Brendan Baker v NC Labour Services Pty Ltd T/A Qfibre Labour
[2017] FWC 815
•7 FEBRUARY 2017
| [2017] FWC 815 |
| FAIR WORK COMMISSION |
DECISION |
Fair Work Act 2009
s.739—Dispute resolution
Brendan Baker
v
NC Labour Services Pty Ltd T/A Qfibre Labour
(C2016/6825)
COMMISSIONER LEE | MELBOURNE, 7 FEBRUARY 2017 |
Alleged dispute about any matters arising under the modern award.
[1] Mr Brendan Baker (the Applicant) has made an application under s.739 of the Fair Work Act 2009 notifying a dispute to the Fair Work Commission (the Commission). The Respondent is NC Labour Services Pty Ltd T/A Qfibre Labour. The relevant instrument is the Building and Construction General On-site Award 2010 (the Award).
[2] The application was lodged on 18 November 2016. On 23 November 2016 my chambers wrote to the Applicant noting that based on the information provided in the Form F10 – Application for the Commission to deal with a dispute in accordance with a dispute settlement procedure (Form F10) it appeared that the Commission did not have jurisdiction to deal with the dispute as it appeared that no steps were taken to invoke the dispute resolution procedure at clause 9 while he was still employed by the Respondent. On 30 November 2016 the Applicant provided a response to chambers in relation to the jurisdictional issue raised.
[3] The matter was listed for conference, by telephone at 2.00pm AEDT on Wednesday 14 December 2016.
[4] On 14 December 2016 the Applicant was unable to be contacted by telephone to participate in the conference. Mr Willey, appearing for the Respondent, had misread the time as a result of the daylight savings time difference between Victoria and Queensland, however he advised he could proceed with the conference at approximately 3.00pm AEDT. In any event, the conference could not be rescheduled given the failure of the Applicant to respond to contact from chambers.
[5] Prior to the scheduled conference on 13 December 2016 the Respondent sent correspondence to chambers attaching a Deed of Settlement (the Deed) dated 30 May 2016.

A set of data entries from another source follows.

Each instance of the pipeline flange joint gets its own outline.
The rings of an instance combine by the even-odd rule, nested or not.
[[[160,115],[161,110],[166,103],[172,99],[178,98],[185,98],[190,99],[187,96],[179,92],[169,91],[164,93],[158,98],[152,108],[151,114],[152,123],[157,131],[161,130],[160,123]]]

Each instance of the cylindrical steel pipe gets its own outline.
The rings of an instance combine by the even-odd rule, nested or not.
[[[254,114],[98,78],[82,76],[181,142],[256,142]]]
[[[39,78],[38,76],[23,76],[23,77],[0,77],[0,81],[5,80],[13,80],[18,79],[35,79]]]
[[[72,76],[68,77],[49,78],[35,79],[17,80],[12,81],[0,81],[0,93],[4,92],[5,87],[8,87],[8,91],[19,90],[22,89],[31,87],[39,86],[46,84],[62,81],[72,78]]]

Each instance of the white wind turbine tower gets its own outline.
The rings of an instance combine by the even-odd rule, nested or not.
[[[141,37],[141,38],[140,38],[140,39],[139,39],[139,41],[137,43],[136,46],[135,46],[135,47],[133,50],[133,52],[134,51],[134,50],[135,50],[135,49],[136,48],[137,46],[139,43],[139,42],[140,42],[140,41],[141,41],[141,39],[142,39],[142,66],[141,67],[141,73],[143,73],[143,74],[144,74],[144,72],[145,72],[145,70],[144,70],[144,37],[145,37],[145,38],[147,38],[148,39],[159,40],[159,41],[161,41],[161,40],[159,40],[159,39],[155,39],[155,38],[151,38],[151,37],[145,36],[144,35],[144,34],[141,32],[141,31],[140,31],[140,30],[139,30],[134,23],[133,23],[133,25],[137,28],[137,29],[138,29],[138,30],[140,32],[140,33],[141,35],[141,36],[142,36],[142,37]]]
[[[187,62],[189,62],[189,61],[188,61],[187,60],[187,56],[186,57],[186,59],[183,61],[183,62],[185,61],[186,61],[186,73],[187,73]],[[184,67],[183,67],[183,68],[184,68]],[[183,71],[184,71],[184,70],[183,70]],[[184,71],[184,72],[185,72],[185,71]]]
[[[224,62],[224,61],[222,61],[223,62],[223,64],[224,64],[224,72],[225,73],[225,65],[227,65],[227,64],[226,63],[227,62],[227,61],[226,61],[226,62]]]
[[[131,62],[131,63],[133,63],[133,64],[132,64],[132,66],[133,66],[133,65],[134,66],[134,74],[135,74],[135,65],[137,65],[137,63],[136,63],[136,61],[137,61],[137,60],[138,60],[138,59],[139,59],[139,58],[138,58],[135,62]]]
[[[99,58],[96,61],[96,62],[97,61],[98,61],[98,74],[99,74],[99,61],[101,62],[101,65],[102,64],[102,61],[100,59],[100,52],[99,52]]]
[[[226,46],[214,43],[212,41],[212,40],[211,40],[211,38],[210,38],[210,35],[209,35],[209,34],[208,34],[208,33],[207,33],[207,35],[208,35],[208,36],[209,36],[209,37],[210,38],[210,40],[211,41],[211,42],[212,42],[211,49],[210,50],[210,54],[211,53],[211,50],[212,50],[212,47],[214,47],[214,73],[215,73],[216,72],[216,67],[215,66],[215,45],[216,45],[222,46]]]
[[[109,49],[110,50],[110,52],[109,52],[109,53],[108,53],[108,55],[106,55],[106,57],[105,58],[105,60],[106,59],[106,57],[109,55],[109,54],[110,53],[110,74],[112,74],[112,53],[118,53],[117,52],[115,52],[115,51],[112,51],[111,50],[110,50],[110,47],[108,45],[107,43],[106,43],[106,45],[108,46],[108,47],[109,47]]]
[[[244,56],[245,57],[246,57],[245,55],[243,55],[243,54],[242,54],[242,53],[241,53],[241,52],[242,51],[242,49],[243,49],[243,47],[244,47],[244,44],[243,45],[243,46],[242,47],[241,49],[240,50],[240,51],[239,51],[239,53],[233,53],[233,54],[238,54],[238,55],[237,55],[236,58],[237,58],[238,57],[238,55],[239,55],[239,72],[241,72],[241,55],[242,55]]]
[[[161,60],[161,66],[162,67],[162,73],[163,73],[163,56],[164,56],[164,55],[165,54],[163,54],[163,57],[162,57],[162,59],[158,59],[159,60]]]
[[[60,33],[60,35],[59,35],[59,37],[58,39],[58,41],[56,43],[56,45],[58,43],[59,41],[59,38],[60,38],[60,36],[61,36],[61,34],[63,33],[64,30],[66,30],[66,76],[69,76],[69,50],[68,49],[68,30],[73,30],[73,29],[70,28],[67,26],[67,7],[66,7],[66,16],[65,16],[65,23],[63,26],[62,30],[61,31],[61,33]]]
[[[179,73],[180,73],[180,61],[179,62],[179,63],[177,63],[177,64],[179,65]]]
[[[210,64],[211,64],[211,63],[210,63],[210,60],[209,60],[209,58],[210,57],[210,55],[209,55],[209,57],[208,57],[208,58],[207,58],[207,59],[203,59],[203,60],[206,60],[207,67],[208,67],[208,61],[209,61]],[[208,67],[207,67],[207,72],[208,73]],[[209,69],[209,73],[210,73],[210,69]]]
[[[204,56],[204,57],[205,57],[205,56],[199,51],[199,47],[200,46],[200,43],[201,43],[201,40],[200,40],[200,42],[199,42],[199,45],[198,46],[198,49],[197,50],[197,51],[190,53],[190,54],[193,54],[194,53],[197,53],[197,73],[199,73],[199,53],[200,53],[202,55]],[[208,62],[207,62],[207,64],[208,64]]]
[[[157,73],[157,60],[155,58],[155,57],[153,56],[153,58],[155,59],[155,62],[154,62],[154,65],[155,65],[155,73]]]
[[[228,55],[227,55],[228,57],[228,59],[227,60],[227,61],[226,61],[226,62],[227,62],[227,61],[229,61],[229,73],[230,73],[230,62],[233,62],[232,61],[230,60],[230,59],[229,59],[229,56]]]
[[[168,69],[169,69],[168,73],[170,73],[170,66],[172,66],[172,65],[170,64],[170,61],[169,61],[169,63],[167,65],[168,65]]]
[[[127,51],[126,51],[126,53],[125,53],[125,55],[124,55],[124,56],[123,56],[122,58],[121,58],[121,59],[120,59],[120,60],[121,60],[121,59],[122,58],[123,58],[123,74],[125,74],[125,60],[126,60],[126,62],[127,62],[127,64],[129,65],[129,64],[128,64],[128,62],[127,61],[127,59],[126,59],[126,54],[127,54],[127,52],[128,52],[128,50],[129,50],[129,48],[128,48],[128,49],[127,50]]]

[6] Having considered the Applicant’s Form F10, the Deed provided and the Applicant’s failure to attend the scheduled conference, on 14 December 2016 I wrote to the parties indicating that based on the information in the Deed provided I had formed the preliminary view that the application had no reasonable prospects of success. The correspondence noted that the Applicant had made no contact with chambers to explain his failure to participate in the conference and that if he wished to proceed with the application he was to advise chambers by close of business Wednesday 21 December 2016.
[7] Subsequently, the Applicant sought to have the matter re-listed and advised that the reason for his non-attendance at the conference was that he was unavailable to take the conference call due to his phone being left at another premises that morning and it was not retrieved until a few days later.
[8] The matter was listed for conference, by telephone today 7 February 2017 at 3.00pm (Vic Time)/2.00pm (QLD Time).
[9] The Applicant was not contactable by telephone at the commencement of the conference. Numerous attempts were made by my chambers to contact the Applicant by telephone without success.
[10] Mr Willey, appearing for Respondent was available to participate in the conference. Mr Willey confirmed with me that no offer would be made by the Respondent to settle this matter and that the Respondent would not agree that the Fair Work Commission arbitrate the dispute.
[11] The Applicant has failed to participate in two conferences conducted by the Fair Work Commission. The Applicant’s excuse for not taking the call for the first conference does not explain why he did not make an attempt to contact the Commission on an alternate phone or by email in circumstances where he had been advised that the matter had been listed. In respect of the Applicant’s failure to participate in the conference today on 7 February 2017, there has been no contact from the Applicant at the time of this decision being issued.
[12] Section 587(1) of the Act provides:
“587 Dismissing applications
(1) Without limiting when the FWC may dismiss an application, the FWC may dismiss an application if:
(a) the application is not made in accordance with this Act; or
(b) the application is frivolous or vexatious; or
(c) the application has no reasonable prospects of success.”
[13] The Applicant has manifestly failed to prosecute the application. The Respondent considers all matters related to the Applicant’s employment to have been settled as part of the Deed entered into on 30 May 2016 and have made clear that they will make no offers to settle this alleged dispute, nor consent to the Commission arbitrating the matter. In considering all the circumstances, I am satisfied that the application has no reasonable prospects of success. In that light, I am satisfied that it is appropriate in all the circumstances to dismiss the application.
[14] Accordingly, the application is dismissed under s.587(1)(c) of the Act.